サンドベージュ色をベースに濃紺のラインで彩られた、凛々しくも可愛らしいジャケットとキュロットに身を包み、しかし全体的にサイズ余りな『ダボッ』と感を拭いきることは出来ず。
処置と実験と観察のストレスで色彩の抜け落ちた私の髪は、しかし前日の夜に寮の浴場でバッチリ洗ってもらったことで、さらさらのつやつやで良い感じに蘇っており。
……ここまでだったら、紛れもなくただの小柄な美少女転入生なのだろうが。
同期の中でおそらく最年少、かつひときわ幼げなこの身体には……しかし相も変わらず左目と左手が存在しておらず。
周囲の生徒の年齢はというと、十代の半ばから二十代の後半くらいだろうか。そこそこ広い年齢層のわが同輩ではあるが、さすがに私ほど派手な疵者は居なかったようで。
そんな中にブチ込まれた私のビジュアルは、彼らにとってはなかなかに衝撃的だったのだろう。
(忌避されて……は、居ないみたいだけど……うーん、だいぶ警戒された?)
――――んーん、そのへん抜きにしても……えっと、ホの字? の男子がけっこういるよ。ファオはかわいいから。
(…………そ、そう?)
――――そうそう。かわいいからね、ファオは。ファオはかわいい。えっち。えっちなのにかわいい。かわいいって言われて喜んでるんでしょう、えっち。ファオのえっち。変態。
(へ、変態じゃないもーん!)
制服に包まれた私の、自己主張の控えめな胸元に揺れるのは……私の首から提げられた、物々しくゴツい特別製の拡張感覚機器。
ヘッドマウントディスプレイ、あるいはVRゴーグルのようなこの端末は、相棒が直接周囲の環境情報を取得するためのものだ。
ゴーグル正面の高精度単眼カメラと、両側面の超広角カメラ、それと合計5基の全方位集音機器。それらから得られた情報はテア本体によって高速処理され、彼女が最適な判断を下すための材料となる。
本来であればゴーグルとして、そのまま目を覆うように着用するものなのだが……初対面の挨拶がそれなのは、さすがによろしくないだろうと判断した。
しかしながら……片目が開かない顔をお披露目するのと、果たしてどっちがマシだったのだろうか。

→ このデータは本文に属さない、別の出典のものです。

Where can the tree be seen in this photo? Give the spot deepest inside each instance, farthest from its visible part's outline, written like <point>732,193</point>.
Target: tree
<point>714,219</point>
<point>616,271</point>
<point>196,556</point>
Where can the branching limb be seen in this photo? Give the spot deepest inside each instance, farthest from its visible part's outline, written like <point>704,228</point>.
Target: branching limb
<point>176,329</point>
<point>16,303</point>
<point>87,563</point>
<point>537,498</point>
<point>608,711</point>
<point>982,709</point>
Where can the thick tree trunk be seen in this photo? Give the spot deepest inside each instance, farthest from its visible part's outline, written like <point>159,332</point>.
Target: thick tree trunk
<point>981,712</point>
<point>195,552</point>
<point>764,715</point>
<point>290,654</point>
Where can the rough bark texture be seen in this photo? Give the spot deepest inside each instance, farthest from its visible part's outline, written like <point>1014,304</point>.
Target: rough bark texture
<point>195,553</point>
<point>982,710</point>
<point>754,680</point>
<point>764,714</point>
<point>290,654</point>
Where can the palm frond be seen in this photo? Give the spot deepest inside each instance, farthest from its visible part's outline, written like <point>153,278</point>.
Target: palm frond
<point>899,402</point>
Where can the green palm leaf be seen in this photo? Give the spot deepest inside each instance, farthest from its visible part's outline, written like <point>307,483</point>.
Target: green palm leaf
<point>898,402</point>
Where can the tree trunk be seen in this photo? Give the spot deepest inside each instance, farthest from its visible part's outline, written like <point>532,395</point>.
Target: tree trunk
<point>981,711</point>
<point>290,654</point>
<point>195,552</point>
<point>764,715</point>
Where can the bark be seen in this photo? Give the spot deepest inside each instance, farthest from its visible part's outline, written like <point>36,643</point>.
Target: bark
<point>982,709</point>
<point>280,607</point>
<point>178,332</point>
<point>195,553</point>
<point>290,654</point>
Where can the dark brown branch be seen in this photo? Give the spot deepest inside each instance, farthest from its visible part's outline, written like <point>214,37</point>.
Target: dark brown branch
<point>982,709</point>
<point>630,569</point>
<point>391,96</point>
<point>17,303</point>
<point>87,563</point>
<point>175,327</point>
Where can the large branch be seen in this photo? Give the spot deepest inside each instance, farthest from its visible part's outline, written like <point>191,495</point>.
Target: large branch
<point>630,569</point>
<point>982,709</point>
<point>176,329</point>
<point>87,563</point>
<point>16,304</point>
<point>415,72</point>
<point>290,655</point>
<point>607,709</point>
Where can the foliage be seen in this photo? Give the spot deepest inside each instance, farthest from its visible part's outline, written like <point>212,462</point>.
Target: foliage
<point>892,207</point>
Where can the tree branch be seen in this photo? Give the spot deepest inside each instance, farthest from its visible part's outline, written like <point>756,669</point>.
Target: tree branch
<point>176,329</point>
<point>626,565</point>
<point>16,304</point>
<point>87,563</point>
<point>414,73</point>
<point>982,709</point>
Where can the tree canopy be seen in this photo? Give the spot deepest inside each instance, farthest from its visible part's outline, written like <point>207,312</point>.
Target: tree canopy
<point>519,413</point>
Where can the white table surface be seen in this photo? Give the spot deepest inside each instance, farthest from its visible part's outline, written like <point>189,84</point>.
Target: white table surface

いや、ゴーグルで目元を隠したところで、空っぽの左袖は誤魔化しようがない。先んじて義肢でも用立てるべきだったか……いやしかし、そんなツテなど私には無い。
――――大丈夫じゃない? そんな深刻じゃないよ、たぶんだけど。
(え、ほんと? えっちできそう?)
――――『かわいい』がほとんどで、でもやっぱ『かわいそう』もそれなりに。『きれい』もたくさん。男の子の表情はわかりやすいね。
(わかりやすい? えっちは?)
――――じゃ、わたしは引き続きここから見てるから、お勉強がんばってね。
(えっちは???)
周囲の状況をおざなりに、半身との『おしゃべり』に夢中になっていたからだろうか。教官から私の様子を窺う心配そうな声が掛けられる。
慌てて我に返り、落ち着いて言葉を返す。多くの視線がある場所では相変わらず唇が動きづらいが、告げられた言葉はきちんと理解できている。
どうやら……私の来歴の詳細は伏せられ、私は『紛争地帯から逃れてきた先で魔法適性が発覚し、国軍を志すことになった天涯孤独の美少女』という設定になっているらしい。
教官の方々やジーナちゃんには、私の本当の出身地やら来歴やらは共有されているらしいのだが……この場に居るのは、未だ精神的にも未熟な少年達である。いや青年か。成年もいたわ。
とにかく、私が憎っくき敵国から逃げてきた逃亡兵だと知られれば、彼らの感情を刺激することとなりかねないだろう。
それは嫌だ……あ、いや、待って。むしろそれはそれでアリかもしれないな。
きっと人けの少ない薄暗い場所に連れ込まれ、『帝国憎し』をこじらせた若いリビドーが暴走し、正義の名のもとに鬱屈した激情を発散するため寄ってたかって狼藉に及ぶに違いない。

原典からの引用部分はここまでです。